MR 先生は開業して大儲けなさっているからいいでしょう。
開業医 私なんかはまだまだです。先日、友人の開業医と話していたのですが、彼の病院は生活保護を受けている高齢者が多く住む地域にある。生活保護者は病気がちな人も多く、薬もただでもらえるので、たくさん薬を欲しがるそうです。だから、その地域の薬局は大儲け。病院も高級住宅地にあるものより立派なところが多いそうです。
准教授 これは生活保護者に限った話ではありませんが、家族の分まで薬をもらいたがる患者もいる。湿布薬の鎮痛剤モーラステープ群は、いくらでも出してくれる医者がいるので、月に100枚も出してもらう人がいる。
自分用だけならこんなに必要ないですよ。問題なのは、気軽に出されたからといっても薬は薬。紫外線に当たって副作用が出るなど、危険性もあるのに、そのことを医者も患者も全然理解していない。
開業医 痛み止めという意味では、ロキソニンも怖いですね。頭痛薬としても有名ですが、高齢者は関節の痛み、神経痛の痛みで常用している人もいる。
ですがうちの患者さんで、消化管出血、腎臓出血の症状が見られた人がいましたよ。
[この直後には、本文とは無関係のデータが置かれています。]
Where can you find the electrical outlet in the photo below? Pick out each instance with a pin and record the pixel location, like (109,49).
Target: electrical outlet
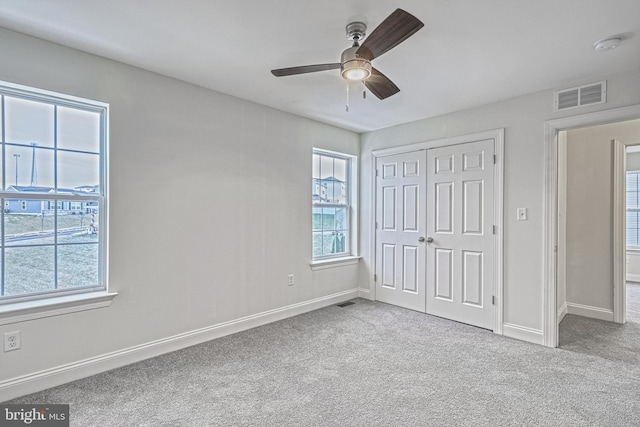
(11,341)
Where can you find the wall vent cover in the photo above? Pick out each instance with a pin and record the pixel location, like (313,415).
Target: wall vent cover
(594,93)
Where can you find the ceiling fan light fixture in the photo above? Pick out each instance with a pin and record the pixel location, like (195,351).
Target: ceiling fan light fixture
(356,69)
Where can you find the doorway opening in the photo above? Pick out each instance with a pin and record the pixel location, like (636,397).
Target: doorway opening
(568,262)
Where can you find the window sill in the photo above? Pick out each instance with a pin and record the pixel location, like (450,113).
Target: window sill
(334,262)
(49,307)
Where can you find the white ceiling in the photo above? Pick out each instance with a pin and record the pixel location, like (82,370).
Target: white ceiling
(469,53)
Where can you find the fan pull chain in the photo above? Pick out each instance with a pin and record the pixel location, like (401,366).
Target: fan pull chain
(347,106)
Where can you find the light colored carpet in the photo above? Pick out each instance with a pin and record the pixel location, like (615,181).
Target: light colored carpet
(368,364)
(607,340)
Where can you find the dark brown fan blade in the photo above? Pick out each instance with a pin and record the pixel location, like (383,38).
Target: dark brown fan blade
(398,27)
(304,69)
(380,85)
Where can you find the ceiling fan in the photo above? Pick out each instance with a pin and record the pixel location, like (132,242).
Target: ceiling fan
(355,62)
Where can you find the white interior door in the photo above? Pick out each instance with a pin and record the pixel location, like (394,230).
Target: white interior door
(400,222)
(460,233)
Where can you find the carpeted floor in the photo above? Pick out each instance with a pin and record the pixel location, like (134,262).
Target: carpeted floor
(368,364)
(607,340)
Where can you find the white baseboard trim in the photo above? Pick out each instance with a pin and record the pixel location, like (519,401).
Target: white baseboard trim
(562,312)
(588,311)
(523,333)
(633,277)
(31,383)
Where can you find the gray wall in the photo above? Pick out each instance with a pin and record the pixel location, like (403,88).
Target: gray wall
(524,176)
(589,229)
(245,167)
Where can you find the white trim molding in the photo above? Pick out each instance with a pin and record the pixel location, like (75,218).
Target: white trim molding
(589,311)
(620,276)
(497,135)
(562,312)
(56,306)
(551,129)
(31,383)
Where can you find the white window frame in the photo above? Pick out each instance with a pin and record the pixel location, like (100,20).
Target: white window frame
(627,209)
(20,308)
(351,255)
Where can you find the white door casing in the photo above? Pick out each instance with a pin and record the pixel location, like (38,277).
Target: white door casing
(460,264)
(400,222)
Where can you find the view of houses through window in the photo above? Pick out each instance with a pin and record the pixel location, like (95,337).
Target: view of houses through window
(52,194)
(331,204)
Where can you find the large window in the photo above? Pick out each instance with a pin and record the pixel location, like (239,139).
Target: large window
(332,205)
(53,175)
(633,209)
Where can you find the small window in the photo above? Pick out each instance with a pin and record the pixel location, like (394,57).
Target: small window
(332,204)
(54,148)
ロキソニンは非常によく効くので欲しがる患者さんが多いのですが、不勉強なドクターが安易に処方すると大変なことになる。
MR でも忘れないでいただきたいのは、私たちは「痛みから解放されたい」という患者さんを助けたいから薬を開発しているんですよ。それに現代では新薬開発にものすごくおカネがかかります。
一つの薬に何千億円も研究開発費がかかるのはざらですから、それで薬が売れなかったら、誰も新薬など開発しなくなる。医療の進歩は止まってしまいますよ。
准教授 私は新薬開発の研究にも携わっていますが、製薬会社は患者数が少なくて儲からない難病の薬などを開発するときは、大学や厚労省からおカネをもらってリスクを取らないのに、大儲けできる生活習慣病の薬は独自で開発しますよね?
MR 営利企業で株主もいるんですから、当たり前ですよ。そうでなければ会社がつぶれてしまう。
臨床研究のプロセスをコーディネイトするCRO(治験支援機関)という組織があって実験に協力してもらうのですが、日本のCROはスピードが遅い上にコストが高い。創薬は完全なグローバル競争ですから、うかうかしているとあっという間に外資系に負けてしまいます。
開業医 コストといえばMRの数が多すぎるんじゃない? 平均年収1000万もある人が全国で6万人もいるんだもの。
MR やめてくださいよ。我々は薬の正しい使い方を伝えるために、先生方の診察が終わるまでじっと廊下で立って待っているんですから。
准教授 そう考えると、薬の値段の大半は、君たちがボーッと突っ立っている時間に対する報酬ってわけだね(笑)。